The Taming of the Shrew

William Shakespeare
Royal Shakespeare Company
The Lowry, Salford

The Taming of the Shrew
The Taming of the Shrew
The Taming of the Shrew

Years ago, it was common for examinations to test students on Shakespeare’s ‘problem plays’—those not funny enough to be comedies but too light to be tragedies. Nowadays, the phrase might refer to plays like The Taming of the Shrew whose content is potentially offensive to delicate modern sensitivities.

During the recent GM Fringe, Mrs Pankhurst’s Players, a feminist theatre collective, removed all comedic elements from the play and convincingly re-interpreted it as a brutal domestic drama called Shrew. For the RSC, director Justin Audibert retains the comedy but challenges the audience to consider if it is still funny when a man, rather than a woman, is being tamed.

Audibert flips the genders of every character in the play. Padua in 1590 is a matriarchy and widow Baptista (Amanda Harris) is anxious to marry off her sons. The catch is that shrewish Katherine (Joseph Arkley) has to be married before she will consent to accept suitors for her more sweet-tempered younger son Bianco (James Cooney).
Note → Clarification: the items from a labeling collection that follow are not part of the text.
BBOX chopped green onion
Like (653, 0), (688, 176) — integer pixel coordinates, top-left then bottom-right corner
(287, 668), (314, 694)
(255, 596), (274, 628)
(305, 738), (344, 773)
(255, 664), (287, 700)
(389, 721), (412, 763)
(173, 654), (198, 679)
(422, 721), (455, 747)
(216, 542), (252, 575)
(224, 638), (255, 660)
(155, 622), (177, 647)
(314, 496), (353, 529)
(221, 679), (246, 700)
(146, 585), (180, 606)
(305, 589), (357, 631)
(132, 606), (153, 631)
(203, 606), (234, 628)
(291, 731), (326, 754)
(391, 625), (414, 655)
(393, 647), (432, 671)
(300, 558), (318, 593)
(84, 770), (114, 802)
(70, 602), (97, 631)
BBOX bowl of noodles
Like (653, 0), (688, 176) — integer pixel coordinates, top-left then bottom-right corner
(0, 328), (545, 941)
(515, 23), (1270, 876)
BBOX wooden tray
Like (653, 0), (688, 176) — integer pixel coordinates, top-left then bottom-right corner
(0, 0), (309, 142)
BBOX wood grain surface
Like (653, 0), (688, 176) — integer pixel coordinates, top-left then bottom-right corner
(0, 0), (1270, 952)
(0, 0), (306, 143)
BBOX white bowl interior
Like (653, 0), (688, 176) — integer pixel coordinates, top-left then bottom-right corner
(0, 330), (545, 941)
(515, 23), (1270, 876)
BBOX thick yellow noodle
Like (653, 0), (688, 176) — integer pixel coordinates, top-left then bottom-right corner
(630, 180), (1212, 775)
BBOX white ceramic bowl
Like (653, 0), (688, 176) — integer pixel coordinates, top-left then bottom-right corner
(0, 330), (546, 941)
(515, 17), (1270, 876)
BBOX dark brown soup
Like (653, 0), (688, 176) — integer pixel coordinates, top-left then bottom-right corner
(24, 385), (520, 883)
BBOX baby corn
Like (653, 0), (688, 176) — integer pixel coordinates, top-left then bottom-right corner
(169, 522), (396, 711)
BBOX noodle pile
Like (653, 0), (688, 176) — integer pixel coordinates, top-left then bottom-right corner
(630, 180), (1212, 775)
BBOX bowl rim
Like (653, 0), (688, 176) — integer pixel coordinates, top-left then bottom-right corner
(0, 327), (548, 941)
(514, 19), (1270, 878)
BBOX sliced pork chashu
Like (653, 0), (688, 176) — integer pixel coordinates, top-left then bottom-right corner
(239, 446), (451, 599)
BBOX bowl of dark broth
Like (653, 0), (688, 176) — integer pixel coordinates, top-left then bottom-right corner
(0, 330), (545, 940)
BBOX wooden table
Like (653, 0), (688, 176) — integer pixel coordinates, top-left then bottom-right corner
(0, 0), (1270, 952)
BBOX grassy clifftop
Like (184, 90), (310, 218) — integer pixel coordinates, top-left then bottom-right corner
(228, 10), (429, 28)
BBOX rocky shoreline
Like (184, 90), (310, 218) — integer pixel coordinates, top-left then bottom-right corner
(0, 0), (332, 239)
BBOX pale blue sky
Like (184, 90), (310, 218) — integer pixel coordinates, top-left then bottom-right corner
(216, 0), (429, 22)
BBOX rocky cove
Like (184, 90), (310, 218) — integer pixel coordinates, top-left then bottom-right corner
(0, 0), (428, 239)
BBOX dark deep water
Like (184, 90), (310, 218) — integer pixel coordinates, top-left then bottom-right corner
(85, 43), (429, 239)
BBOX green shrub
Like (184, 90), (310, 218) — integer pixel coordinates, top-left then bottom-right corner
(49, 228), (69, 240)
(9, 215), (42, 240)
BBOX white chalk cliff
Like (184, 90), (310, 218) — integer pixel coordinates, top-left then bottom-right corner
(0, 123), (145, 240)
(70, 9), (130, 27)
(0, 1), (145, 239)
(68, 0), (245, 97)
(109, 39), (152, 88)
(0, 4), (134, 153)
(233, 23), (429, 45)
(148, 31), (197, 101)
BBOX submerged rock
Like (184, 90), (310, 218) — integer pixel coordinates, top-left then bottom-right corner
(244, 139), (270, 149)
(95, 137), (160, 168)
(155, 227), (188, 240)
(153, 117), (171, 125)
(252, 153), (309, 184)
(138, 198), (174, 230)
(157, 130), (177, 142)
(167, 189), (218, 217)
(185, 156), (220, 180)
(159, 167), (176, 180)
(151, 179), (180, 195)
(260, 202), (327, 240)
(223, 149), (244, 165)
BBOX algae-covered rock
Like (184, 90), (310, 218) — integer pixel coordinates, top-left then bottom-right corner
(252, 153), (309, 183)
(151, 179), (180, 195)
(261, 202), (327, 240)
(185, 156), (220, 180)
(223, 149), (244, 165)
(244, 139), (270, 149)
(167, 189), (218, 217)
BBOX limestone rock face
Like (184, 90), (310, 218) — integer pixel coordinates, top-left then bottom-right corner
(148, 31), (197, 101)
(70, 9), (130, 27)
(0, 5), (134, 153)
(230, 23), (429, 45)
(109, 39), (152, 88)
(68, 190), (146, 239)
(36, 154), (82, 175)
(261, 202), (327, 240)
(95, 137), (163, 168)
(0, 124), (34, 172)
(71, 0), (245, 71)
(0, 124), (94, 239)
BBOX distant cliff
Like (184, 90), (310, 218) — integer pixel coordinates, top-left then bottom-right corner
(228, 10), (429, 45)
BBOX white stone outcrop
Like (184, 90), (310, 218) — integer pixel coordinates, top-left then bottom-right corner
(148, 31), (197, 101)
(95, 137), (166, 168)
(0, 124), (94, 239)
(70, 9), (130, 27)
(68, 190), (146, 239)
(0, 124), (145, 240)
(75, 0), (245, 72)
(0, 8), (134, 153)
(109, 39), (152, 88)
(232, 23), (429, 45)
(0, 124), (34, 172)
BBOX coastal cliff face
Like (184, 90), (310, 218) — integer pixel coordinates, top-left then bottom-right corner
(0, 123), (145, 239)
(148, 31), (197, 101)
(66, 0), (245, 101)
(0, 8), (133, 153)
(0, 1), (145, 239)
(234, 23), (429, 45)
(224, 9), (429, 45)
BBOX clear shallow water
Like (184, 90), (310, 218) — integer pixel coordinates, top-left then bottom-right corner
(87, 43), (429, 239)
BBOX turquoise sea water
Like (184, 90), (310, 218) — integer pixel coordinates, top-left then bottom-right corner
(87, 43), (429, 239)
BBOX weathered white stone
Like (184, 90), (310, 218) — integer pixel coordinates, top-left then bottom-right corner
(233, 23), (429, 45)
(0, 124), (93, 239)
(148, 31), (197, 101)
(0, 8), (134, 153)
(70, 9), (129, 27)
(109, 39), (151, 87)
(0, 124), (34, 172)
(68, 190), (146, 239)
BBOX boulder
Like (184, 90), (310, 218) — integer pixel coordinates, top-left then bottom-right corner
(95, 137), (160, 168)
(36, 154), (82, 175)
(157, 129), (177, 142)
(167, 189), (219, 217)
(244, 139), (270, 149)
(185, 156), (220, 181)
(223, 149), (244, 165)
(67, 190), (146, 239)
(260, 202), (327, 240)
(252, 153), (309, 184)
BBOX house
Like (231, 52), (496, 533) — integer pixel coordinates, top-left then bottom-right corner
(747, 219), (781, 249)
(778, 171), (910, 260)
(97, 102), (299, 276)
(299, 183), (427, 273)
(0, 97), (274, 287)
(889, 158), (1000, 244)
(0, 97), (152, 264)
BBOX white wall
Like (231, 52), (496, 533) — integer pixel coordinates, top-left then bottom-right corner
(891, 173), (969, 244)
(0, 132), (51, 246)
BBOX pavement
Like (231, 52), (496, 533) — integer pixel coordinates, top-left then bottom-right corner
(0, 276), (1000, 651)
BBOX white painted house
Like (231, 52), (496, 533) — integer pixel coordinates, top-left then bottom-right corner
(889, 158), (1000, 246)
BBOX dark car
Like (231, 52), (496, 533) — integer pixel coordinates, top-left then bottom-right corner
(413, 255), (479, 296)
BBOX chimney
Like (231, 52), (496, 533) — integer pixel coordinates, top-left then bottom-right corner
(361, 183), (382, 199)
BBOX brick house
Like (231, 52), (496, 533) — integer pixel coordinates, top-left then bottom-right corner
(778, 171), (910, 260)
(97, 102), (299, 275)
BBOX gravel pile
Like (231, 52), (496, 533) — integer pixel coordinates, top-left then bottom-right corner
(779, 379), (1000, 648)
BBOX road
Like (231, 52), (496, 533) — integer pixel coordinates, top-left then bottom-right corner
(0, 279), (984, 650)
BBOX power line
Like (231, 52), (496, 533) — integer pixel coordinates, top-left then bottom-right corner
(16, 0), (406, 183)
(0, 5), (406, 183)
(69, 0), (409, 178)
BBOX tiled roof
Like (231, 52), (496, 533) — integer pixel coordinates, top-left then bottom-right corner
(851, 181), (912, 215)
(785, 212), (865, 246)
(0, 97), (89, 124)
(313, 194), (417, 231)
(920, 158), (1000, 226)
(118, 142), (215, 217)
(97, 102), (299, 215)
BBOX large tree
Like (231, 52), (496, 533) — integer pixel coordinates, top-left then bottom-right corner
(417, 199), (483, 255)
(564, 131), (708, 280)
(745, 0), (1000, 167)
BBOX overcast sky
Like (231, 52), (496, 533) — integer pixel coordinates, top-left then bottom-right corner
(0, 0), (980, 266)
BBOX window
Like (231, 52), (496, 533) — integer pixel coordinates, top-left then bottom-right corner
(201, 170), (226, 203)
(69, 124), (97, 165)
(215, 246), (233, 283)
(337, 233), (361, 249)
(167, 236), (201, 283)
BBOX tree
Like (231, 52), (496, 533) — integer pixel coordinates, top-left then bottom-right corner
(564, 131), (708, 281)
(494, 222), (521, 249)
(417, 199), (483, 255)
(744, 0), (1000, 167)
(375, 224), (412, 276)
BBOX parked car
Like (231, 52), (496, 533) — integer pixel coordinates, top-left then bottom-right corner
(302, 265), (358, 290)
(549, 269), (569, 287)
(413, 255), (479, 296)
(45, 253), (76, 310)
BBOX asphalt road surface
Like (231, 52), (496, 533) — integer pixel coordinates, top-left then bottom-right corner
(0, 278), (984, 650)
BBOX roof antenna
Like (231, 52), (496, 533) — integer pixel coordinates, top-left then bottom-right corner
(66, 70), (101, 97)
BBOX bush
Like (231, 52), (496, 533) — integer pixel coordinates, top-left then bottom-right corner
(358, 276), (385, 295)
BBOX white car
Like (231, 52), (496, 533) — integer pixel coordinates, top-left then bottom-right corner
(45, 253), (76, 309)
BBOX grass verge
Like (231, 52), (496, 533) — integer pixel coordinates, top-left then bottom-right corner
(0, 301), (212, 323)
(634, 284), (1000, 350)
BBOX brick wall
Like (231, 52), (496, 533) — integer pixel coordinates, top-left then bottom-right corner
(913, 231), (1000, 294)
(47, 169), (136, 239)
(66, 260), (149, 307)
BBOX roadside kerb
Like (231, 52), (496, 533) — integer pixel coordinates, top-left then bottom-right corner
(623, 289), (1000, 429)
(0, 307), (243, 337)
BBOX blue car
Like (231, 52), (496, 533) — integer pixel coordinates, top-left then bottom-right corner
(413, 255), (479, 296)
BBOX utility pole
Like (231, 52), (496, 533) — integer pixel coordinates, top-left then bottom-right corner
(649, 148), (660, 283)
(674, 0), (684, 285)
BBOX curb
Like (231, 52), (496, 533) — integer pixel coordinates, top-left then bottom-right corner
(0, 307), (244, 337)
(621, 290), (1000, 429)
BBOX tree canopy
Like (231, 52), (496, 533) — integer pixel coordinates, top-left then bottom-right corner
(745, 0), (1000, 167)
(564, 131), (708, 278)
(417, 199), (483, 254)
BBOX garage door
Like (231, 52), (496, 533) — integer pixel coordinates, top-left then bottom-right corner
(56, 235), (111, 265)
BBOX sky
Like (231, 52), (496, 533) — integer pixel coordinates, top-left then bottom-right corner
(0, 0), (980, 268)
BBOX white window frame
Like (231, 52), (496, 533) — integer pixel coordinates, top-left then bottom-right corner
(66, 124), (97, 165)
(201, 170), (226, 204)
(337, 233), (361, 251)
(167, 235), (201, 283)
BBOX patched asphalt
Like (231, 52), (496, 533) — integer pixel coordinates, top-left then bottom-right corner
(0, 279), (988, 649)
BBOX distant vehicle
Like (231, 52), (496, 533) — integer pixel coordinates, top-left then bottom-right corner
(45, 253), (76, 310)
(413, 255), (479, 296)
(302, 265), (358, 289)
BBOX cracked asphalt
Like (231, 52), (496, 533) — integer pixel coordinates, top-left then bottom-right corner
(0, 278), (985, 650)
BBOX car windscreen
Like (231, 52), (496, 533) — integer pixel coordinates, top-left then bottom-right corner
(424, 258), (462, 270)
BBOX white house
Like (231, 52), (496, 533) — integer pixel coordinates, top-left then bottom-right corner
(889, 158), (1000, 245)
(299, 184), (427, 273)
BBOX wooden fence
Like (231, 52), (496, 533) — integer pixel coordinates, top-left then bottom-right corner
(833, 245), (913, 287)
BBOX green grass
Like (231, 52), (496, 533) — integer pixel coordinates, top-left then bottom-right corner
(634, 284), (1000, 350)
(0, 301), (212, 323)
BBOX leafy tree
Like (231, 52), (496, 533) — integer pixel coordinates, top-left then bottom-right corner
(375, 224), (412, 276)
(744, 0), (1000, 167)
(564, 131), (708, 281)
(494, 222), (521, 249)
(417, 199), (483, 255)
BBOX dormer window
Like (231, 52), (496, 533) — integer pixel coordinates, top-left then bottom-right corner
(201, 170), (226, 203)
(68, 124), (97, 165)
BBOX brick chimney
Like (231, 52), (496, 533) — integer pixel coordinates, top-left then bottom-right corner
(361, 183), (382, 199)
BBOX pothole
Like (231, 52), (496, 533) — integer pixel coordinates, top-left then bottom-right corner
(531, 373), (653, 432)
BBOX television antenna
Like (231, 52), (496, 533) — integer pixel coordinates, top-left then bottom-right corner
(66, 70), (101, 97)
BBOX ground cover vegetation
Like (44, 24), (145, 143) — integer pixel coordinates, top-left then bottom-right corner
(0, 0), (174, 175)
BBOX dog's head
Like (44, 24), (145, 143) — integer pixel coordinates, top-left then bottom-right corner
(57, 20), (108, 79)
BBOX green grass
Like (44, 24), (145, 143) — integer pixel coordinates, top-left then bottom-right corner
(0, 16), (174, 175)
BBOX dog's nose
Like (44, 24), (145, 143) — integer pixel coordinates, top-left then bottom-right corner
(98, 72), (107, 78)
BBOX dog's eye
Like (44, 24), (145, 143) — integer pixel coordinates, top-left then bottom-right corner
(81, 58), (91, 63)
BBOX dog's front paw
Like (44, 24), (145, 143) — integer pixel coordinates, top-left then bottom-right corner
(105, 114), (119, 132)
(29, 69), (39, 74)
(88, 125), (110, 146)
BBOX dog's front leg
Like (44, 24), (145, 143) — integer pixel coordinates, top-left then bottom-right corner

Petruchia (Claire Price) is more interested in the dowry on offer than the nature of the groom and so accepts the challenge.

Impressively Audibert avoids the easy option and omits the play’s framing sequence (which would have allowed the concept of a matriarchy to be dismissed as a drunkard’s dream) and wordlessly constructs a convincing matriarchal society. The play opens with a dance in which the men preen around the stage flicking their long hair coquettishly while the women brusquely take the lead. Joseph Arkley glowers in the background—the only man with aggressively short hair. In the scene where Katherine strikes Petruchia, Arkley reacts with terror at his own actions. It suggests a dark undertone to the society—that such behaviour is not tolerated by the matriarchy and fear of terrifying retribution ensures men, although physically stronger, are not inclined to rebel.

Audibert is not a slave to political correctness and is willing to risk giving offence. The wheelchair-bound Biondella (Amy Twigg) is treated as a human trolley and loaded down with suitcases and books. A conversation involving Charlotte Arrowsmith using sign language becomes so extreme as to nudge into hilarious mime.

Audibert does not simply retain the comic structure; he exploits every possible opportunity to get a laugh. Servants in disguise over-act disgracefully and old soldiers are unable to withdraw swords from scabbards. Hannah Clark’s costumes are gorgeous but the full-length skirts also allow characters to glide around the stage like Daleks.

One might have expected Joseph Arkley to interpret Katherine as a ‘Basil Fawlty' type character full of pointless comic rage. Instead, Arkley allows Katherine to evolve; in the opening scenes, he plays the role not so much as a scolding shrew as an ill-mannered lout. Arkley shows Katherine is not tamed but rather learns to play Petruchia at her own game and so achieve a degree of equality.

With a less skilled cast, the gender switch could have slipped into crude caricature. Instead, the scenes of men adopting ‘seductive’ poses while the women bustle around sorting out more important matters are hard to resist. Subtle differences in characterisation ensure it is possible to distinguish Richard Clews’s fey servant Grumio as being gay rather than a submissive male. Claire Price’s Petruchia is a free-spirited swashbuckling character—defying convention and bouncing around the stage energetically like a boxer in the ring with a rats’ nest of red curls on her head. It is likely that Petruchia and Katherine are attracted to each other by a shared distain for convention and love of anarchy rather than the use of brainwashing techniques.

Shakespeare’s plays are flexible enough to endure all manner of interpretations. The overall effect of this gender-switching production is to free the play from contemporary concerns about portraying, and so encouraging, the abuse of women and allow the audience to relax and enjoy a riotously funny comedy. With this production, the RSC has reclaimed The Taming of the Shrew for comedy and proved the gender of the characters is immaterial—it is simply a very funny play.

(The Taming of the Shrew is part of a trio of plays from the Royal Shakespeare Company and returns to The Lowry on 28 September and 3 October 2019.)